Now that I had totally figured out what was going on, I told myself to just be patient and it would go away as soon as he found a new hobby. Of course, I would also chat with him about our sex life in case that was it. While I waited though, I would do some reading and research as usual. Knowledge is power right? I started with what I am sure is a normal place: Cross Dressing in men. I read quite a few articles and it actually left me feeling more confused as well as a little bit panicked. I had to sit down with him and ask him all the things that were now on my mind that had not been there before. Most of the articles make cross dressers seem like some weird pervert or that wearing women’s clothes gives them some sexual gratification (looking back now that really makes me sad there are not more positive resources for the people who actually fall into this category). It was not really a comfortable conversation and we both cried a lot. I realized quickly he was not a cross dresser and I went back into my denial shell and continued to grieving for a couple more months. I am sure this is when his dysphoria was at an all time high.

Don’t I deserve to just grow old with my husband? I just want to be the grandparents that have been together for 50 years. I just want my love story to last. Oh… and I am NOT a lesbian. Let’s not forget that statement swirling around in my head.
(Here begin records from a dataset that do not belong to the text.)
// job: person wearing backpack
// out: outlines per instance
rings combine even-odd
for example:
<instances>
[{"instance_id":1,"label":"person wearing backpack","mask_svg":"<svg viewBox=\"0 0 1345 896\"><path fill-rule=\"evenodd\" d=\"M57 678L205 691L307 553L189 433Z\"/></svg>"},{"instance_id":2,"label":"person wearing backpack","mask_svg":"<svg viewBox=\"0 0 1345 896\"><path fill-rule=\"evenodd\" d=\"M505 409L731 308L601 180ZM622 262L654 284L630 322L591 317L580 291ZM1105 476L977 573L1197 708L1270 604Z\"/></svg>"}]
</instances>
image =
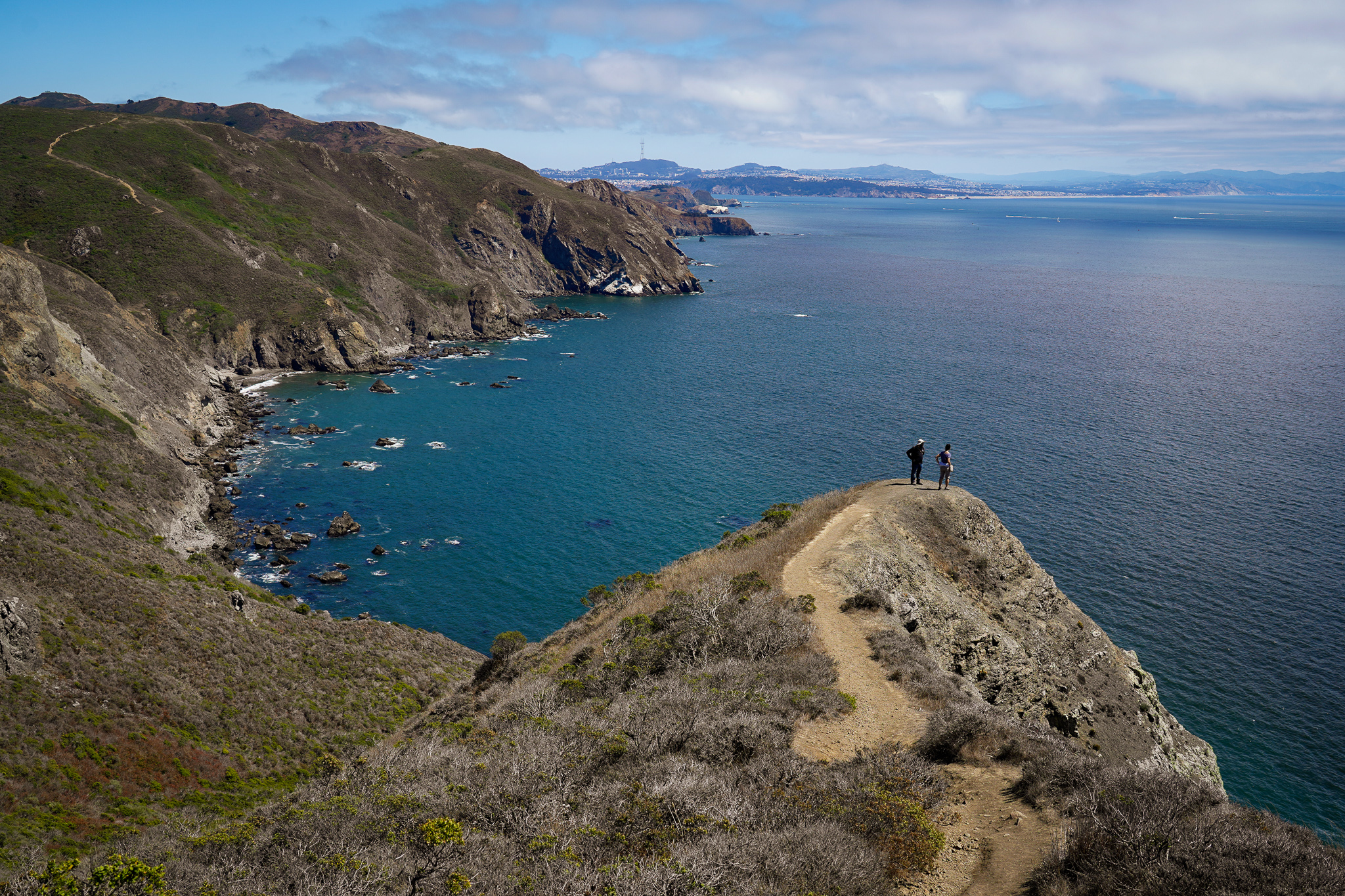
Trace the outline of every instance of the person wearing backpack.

We will come back to this one because I know the question everyone wants to ask is “what about sex??”

Denial idea #2 came to me a few months later when my brain realized things were never going to go back to before that night in the parking lot BUT still refused to believe he was transgender: He is just gay. DUH! I mean, that seems so much easier and I have heard of this happening lots of times. John of course did not grow up in an culture of gay acceptance in the South or the Catholic Church in the 70’s and 80’s. Joining the Marines would have helped him be a macho man and hide it well. If he were gay, well, there is nothing I could do about that, right? It in no way could be my fault or a reflection on my partnership over the years. It sucks, but heck working for @growinggenerations the last 7 years has really opened my heart so much. I now know a lot of gay men who turn the heads of of straight woman every day. John would totally fall in that category. It is pretty clear what would need to happen next. I could be mad at him and say he “wasted” 1/2 my life but we have 2 great kids and had an amazing 26 years. Yea, he is totally gay and he just can’t admit it to himself, or me. He is just confused and to him saying he has always been a woman (and then he can be with men with more acceptance) will sit better with his family and friends.

Back to Google I go! There is so much research and stories about men who wait till their 50’s to come out. I could find all kinds of support on why John fit the stereotype. The kids were grown, he was retired, we moved to a more remote area with a small population. Armed with my new research, it was time to have another “conversation” and make him finally confess what I already knew. If I start off by letting him know “I am fine,” I understand and I will always love him he will feel relieved and ready to talk. I totally got this. Take a deep breath and don’t f*^k this up. We sat at the amazing 16ft long viking style table he hand built for me and started to finally talk. We talked for hours. We cried, we laughed we ate ice cream and shared memories.

This is where things really started to get confusing for me. As a biological woman attracted to men I had never really thought about gender identity and sexual preference being two separate things. I really never realized what a privileged that is. How simple it sounds but how very complex it can be. The fog off denial started to lift. All of my real emotions began to surface and they were not pretty. Stage 2: Anger was going to be ugly!

We are babies
John and Lisa in 1991 while they were both active duty and just after they started dating.